The failure of the bank was seen at the time, by John Biddulph Martin, to reflect badly on the traditional private banking sector. David Kynaston considers it one of two key events of 1878, a watershed year in the transition to modern banking, the other being the failure of the City of Glasgow Bank. Collins has argued that "1878 was a crisis year for the banking sector in the whole of Britain, not just in Scotland."

===Aftermath===
Willis, Percival & Co. were taken over by the Hampshire and North Wilts Banking Company, with creditors being paid at 45%. Hampshire and North Wilts were interested in joining the clearing house system, but as a joint-stock company had initially encountered resistance from the private bankers. After a change of name to Capital and Counties Bank, they succeeded shortly. Henry Willis junior and Samuel Leith Tomkins became managers of the new Lombard Street bank.

Investigation by the liquidator showed that a clerk for the bank, John Dawson Shepherd, had embezzled over £7,000, as was discovered in March 1877. It was argued in court that Samuel Tomkins had been reluctant to prosecute Shepherd. Another case arising from the liquidation, Rivaz v Gerussi, is a leading case on disclosure of material facts in insurance matters.

In the early 1850s, Tomkins became Grand Treasurer, to the Grand Lodge of England, and was re-elected annually for 25 years. He was "generally esteemed and respected" in his role as Masonic treasurer. Accounts including for the Grand Lodge and the Royal Masonic Institution for Boys in Wood Green were caught up in the bank A fund was set up to cover these losses. The balance owing to the Grand Chapter was paid from Tomkins's estate by Samuel Leith Tomkins, in February 1879.

==Family==
Tomkins married Jane Walker Leith (died 1848, aged 37), sister of John Farley Leith; reciprocally Leith married in 1832 Tomkins's sister Alicia Anne, in 1832. The couple's children included:

- Samuel Leith Tomkins (1837–1898), the eldest son, married in 1866 Anna Bella Mary Barr, daughter of Col.
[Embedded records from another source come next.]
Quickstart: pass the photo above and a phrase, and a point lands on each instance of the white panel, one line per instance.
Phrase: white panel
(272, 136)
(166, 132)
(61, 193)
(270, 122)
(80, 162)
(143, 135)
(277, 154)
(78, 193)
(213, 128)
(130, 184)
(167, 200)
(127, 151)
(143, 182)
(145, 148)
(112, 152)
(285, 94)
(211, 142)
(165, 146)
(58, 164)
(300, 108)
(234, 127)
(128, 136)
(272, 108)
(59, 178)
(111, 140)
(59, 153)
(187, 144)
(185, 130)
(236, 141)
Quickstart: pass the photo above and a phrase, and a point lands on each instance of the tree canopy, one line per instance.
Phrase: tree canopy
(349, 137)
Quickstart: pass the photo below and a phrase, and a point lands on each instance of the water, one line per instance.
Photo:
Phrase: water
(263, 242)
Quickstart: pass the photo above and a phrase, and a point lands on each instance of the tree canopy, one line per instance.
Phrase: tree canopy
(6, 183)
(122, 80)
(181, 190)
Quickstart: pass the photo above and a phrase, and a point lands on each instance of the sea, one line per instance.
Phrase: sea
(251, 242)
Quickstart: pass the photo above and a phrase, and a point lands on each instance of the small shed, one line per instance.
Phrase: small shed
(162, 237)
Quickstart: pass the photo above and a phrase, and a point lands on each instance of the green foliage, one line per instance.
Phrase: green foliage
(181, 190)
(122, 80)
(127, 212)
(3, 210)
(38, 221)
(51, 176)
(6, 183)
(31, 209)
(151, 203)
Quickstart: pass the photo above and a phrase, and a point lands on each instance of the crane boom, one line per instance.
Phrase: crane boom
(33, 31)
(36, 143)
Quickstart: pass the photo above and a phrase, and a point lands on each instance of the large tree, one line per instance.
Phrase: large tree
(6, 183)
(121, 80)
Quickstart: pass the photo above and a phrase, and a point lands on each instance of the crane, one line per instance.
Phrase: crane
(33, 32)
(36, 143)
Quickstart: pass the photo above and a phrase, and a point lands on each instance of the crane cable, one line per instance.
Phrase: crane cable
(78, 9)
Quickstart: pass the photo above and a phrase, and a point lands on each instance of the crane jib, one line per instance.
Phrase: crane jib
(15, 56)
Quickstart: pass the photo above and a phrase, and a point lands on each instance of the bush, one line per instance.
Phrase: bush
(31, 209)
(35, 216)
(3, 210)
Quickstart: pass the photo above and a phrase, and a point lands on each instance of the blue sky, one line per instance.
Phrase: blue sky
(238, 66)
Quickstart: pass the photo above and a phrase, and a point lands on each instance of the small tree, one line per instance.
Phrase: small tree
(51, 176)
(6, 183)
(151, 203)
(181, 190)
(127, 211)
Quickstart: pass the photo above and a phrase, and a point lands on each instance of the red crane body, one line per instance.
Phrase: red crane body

Harry James Barr. In the mid-1870s he worked for the bank with the American Joseph Rodney Croskey on the issue of Paraguayan bonds.
- General William Percival Tomkins (1841–1922), Colonel-Commandant, Royal Engineers; grandfather of Edward Tomkins.
- Henry Barr Tomkins, fourth son, barrister
- Ernest Leith Tomkins
- Gordon Tomkins
- Mary Ann, married in 1863 the stockbroker William Evan Blakeway, of P. W. Thomas, Sons & Co. He disappeared, and the firm went bankrupt, in 1884, after the detection of his bank transfer frauds against the London Chartered Bank of Australia and Colonial Bank of Australasia.